Exner D, Yee R, Jones D L, Klein G J, Mehra R
Department of Medicine, University of Western Ontario, London, Canada.
J Am Coll Cardiol. 1994 Feb;23(2):317-22. doi: 10.1016/0735-1097(94)90413-8.
We hypothesized that combining biphasic waveform and sequential pulse defibrillation techniques would lower the defibrillation threshold of a nonthoracotomy lead system in humans below that obtained with biphasic or sequential pulse defibrillation alone.
Previous studies have shown that sequential pulse monophasic shocks and biphasic waveform shocks are more effective than single monophasic shocks for ventricular defibrillation.
Thirteen patients aged 48 to 71 years undergoing nonthoracotomy defibrillation lead testing participated in the study. Transvenous electrodes were positioned in the right ventricular apex, superior vena cava and coronary sinus. A cutaneous patch electrode was placed on the left chest wall. All electrodes were connected to an external defibrillator. In random order, defibrillation threshold measurements were made for biphasic defibrillation alone, sequential defibrillation alone and combined biphasic plus sequential defibrillation.

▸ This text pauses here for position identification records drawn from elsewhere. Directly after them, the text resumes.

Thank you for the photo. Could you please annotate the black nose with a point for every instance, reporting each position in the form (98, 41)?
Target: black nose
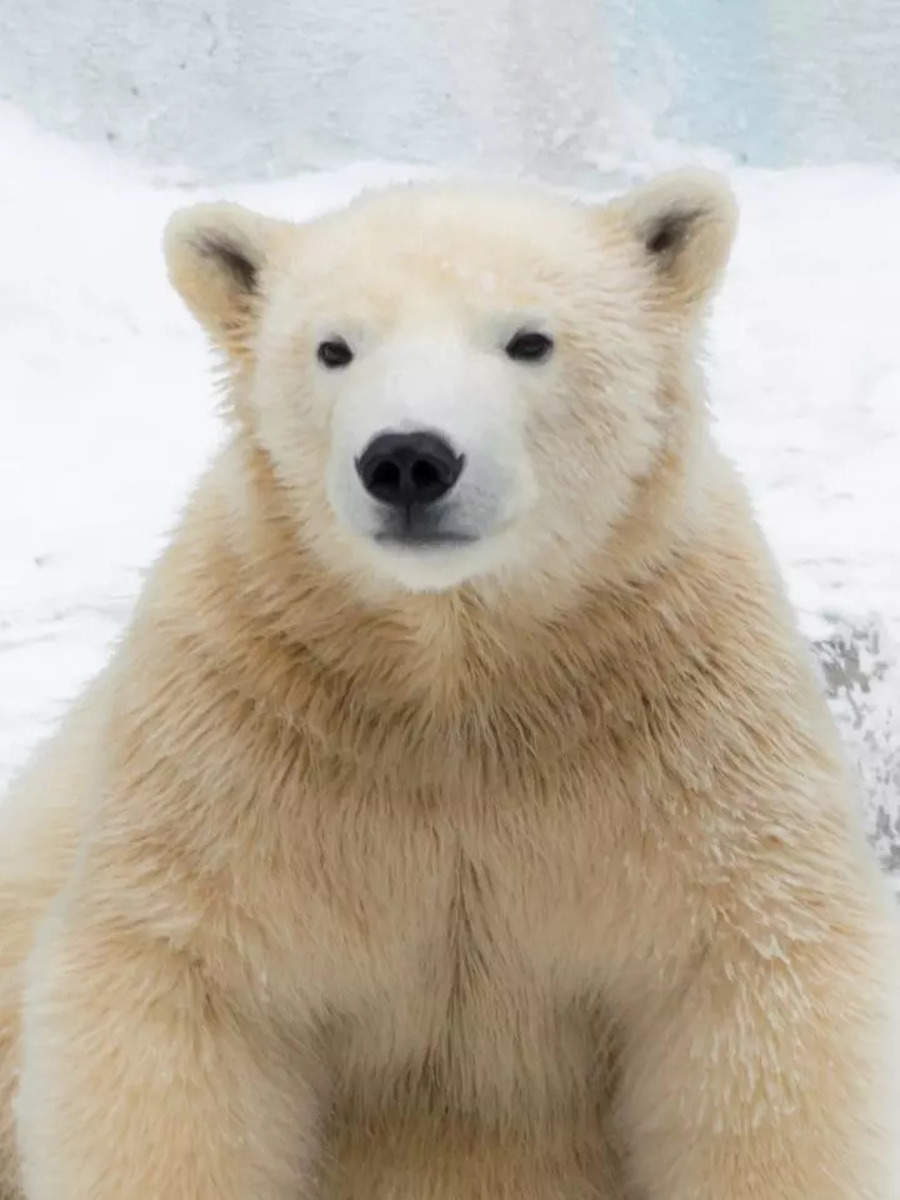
(408, 468)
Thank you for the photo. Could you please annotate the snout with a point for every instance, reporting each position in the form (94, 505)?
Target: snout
(408, 471)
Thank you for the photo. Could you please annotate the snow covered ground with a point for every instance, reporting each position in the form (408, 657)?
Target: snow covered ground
(107, 414)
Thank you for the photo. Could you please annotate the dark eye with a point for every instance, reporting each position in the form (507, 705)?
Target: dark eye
(529, 347)
(334, 353)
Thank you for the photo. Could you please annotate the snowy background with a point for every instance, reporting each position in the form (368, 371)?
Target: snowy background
(117, 113)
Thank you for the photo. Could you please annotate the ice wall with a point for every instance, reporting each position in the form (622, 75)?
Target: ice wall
(237, 88)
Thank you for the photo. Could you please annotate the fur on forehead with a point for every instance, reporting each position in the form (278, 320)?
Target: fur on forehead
(677, 231)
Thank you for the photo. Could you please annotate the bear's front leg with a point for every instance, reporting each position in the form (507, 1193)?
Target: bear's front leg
(141, 1083)
(767, 1067)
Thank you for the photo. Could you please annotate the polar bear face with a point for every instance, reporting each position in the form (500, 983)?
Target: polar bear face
(457, 383)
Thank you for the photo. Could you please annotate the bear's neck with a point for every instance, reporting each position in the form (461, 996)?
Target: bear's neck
(510, 682)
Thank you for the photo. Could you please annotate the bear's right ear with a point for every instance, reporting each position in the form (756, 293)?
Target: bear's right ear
(216, 256)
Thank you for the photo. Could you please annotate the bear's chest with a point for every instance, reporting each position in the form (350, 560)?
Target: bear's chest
(456, 997)
(457, 951)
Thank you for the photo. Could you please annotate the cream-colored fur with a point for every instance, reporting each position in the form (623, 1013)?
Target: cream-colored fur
(527, 870)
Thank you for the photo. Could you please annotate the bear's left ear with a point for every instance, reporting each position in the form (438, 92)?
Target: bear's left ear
(684, 223)
(216, 257)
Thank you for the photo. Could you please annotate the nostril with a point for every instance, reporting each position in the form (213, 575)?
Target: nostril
(426, 474)
(385, 478)
(403, 469)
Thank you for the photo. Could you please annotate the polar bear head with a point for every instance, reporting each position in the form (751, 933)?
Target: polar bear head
(459, 383)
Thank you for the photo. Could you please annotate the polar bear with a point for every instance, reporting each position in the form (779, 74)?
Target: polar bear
(460, 815)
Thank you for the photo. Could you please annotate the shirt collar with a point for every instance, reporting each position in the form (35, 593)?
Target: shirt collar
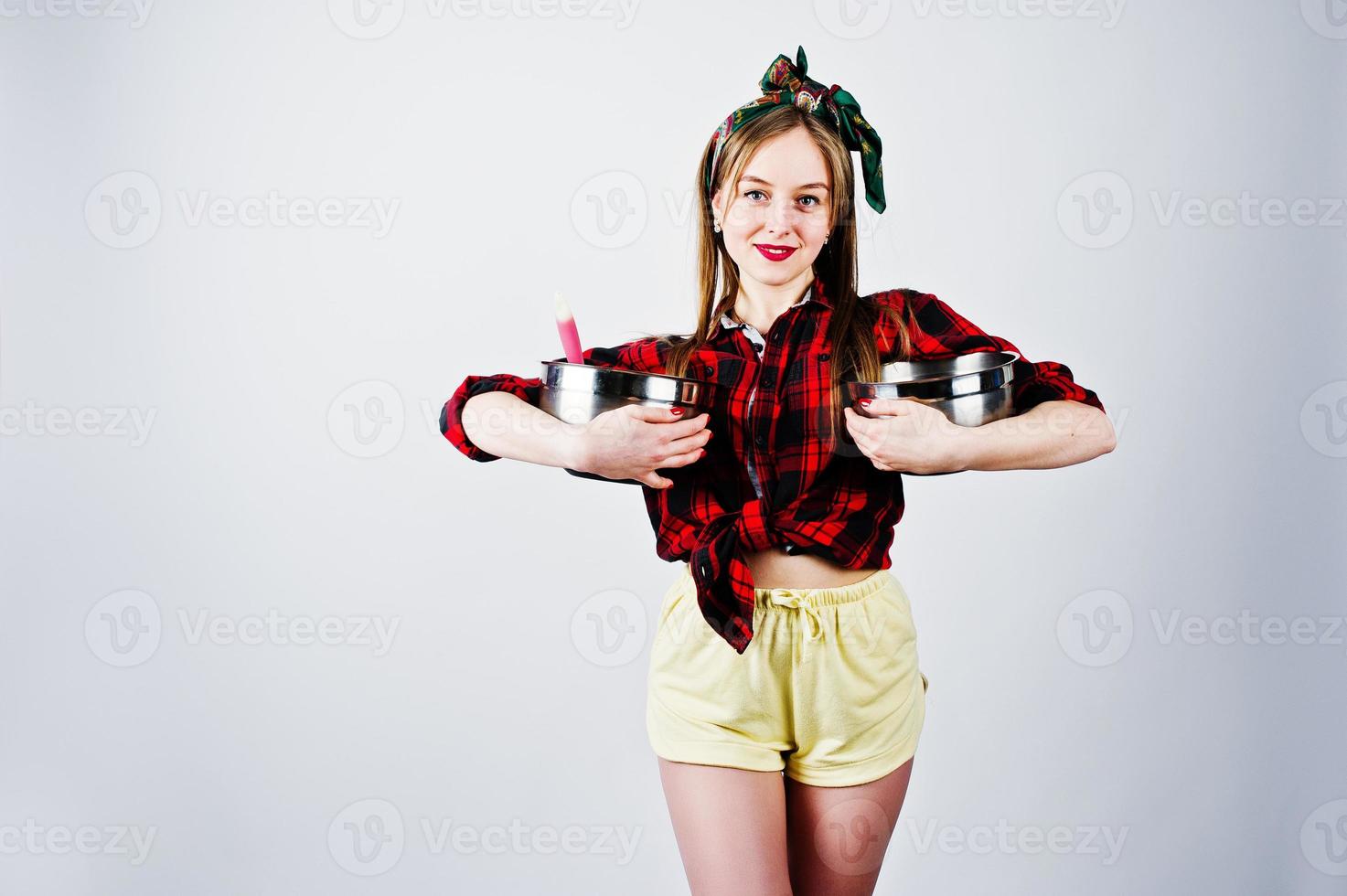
(815, 293)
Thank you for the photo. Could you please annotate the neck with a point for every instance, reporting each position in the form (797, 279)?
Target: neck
(761, 304)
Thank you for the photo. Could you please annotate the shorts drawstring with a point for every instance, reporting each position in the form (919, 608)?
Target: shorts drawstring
(794, 600)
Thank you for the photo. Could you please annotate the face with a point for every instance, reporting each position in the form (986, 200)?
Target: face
(782, 201)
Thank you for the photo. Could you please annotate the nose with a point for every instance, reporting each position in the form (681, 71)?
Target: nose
(780, 218)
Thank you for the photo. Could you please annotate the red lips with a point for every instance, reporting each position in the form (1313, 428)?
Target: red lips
(775, 252)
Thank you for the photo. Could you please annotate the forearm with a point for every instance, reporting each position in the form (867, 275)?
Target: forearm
(1044, 437)
(511, 427)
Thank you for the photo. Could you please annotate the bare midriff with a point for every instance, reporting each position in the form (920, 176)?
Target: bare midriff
(774, 568)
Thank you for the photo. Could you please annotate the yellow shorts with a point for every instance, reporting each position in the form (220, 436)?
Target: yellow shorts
(829, 688)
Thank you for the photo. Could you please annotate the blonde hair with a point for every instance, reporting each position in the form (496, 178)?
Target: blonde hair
(851, 330)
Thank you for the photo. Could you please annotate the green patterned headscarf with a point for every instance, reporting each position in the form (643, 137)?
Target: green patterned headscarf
(786, 84)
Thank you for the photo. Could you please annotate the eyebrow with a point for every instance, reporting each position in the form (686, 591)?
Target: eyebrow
(803, 187)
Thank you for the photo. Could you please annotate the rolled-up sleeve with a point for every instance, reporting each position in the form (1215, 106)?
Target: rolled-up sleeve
(943, 332)
(638, 355)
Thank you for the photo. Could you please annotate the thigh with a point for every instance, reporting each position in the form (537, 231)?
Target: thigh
(731, 827)
(838, 836)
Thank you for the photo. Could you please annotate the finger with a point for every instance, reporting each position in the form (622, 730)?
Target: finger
(675, 427)
(663, 414)
(690, 443)
(655, 480)
(857, 422)
(889, 406)
(683, 460)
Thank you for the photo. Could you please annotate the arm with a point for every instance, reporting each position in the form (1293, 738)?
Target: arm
(497, 424)
(512, 424)
(1056, 422)
(1051, 434)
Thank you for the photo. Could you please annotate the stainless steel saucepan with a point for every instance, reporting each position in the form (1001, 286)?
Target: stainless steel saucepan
(580, 392)
(970, 389)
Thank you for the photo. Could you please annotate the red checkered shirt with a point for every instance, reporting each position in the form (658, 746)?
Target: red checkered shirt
(768, 412)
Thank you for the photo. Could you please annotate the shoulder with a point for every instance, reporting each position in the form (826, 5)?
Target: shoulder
(648, 353)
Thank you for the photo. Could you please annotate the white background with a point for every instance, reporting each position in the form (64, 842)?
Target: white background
(290, 378)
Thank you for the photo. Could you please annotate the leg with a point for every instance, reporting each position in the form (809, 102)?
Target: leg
(838, 836)
(731, 829)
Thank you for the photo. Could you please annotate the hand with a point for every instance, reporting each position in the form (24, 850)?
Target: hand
(634, 441)
(908, 437)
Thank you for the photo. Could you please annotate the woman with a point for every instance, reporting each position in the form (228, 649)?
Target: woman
(786, 645)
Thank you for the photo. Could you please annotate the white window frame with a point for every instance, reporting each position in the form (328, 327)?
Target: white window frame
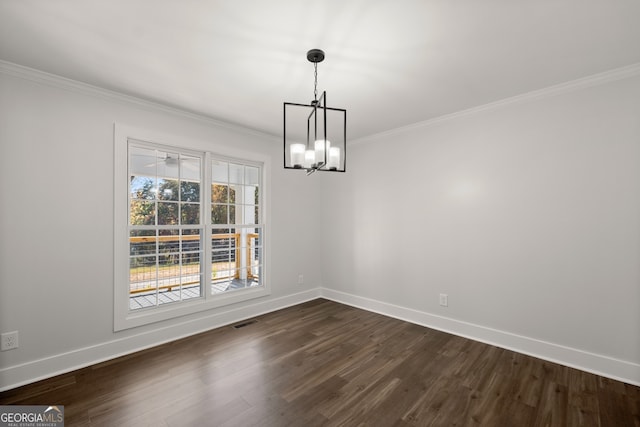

The mean defibrillation threshold-delivered energy was 18.0 +/- 11.9 J for biphasic defibrillation and 16.3 +/- 9.0 J for sequential defibrillation. Biphasic plus sequential defibrillation significantly reduced the threshold energy to 10.2 +/- 5.3 J (p < 0.001). Threshold peak voltage and current values showed corresponding reductions. The combined waveform resulted in a greater reduction in defibrillation threshold in patients with threshold energies > 18 J versus those with threshold values < or = 18 J for sequential (p = 0.001) or biphasic (p < 0.01) waveform alone. The nonthoracotomy lead implantation rate was improved from 62% with each of the single techniques (biphasic waveform or sequential pulse defibrillation) to 85% with the combined waveform.
Adding biphasic waveform to sequential pulse defibrillation significantly reduced the defibrillation threshold compared with either technique alone, and nonthoracotomy lead system implantation can be enhanced by this combined technique.
我们推测,将双相波形和序贯脉冲除颤技术相结合,可使非开胸导联系统在人体中的除颤阈值低于单独使用双相或序贯脉冲除颤时获得的阈值。
先前的研究表明,序贯脉冲单相电击和双相波形电击在心室除颤方面比单次单相电击更有效。
13名年龄在48至71岁之间接受非开胸除颤导联测试的患者参与了该研究。经静脉电极置于右心室心尖、上腔静脉和冠状窦。在左胸壁放置一块皮肤贴片电极。所有电极均连接到一台体外除颤器。以随机顺序分别测量单独使用双相除颤、单独使用序贯除颤以及双相加序贯联合除颤的除颤阈值。
双相除颤的平均除颤阈值释放能量为18.0±11.9焦耳,序贯除颤为16.3±9.0焦耳。双相加序贯除颤显著降低阈值能量至10.2±5.3焦耳(p<0.001)。阈值峰值电压和电流值也相应降低。与单独使用序贯(p=0.001)或双相(p<0.01)波形相比,联合波形使阈值能量>18焦耳的患者除颤阈值降低幅度更大。非开胸导联植入率从单独使用每种技术(双相波形或序贯脉冲除颤)时的62%提高到联合波形时的85%。
与单独使用任何一种技术相比,在序贯脉冲除颤中添加双相波形可显著降低除颤阈值,并且这种联合技术可提高非开胸导联系统的植入成功率。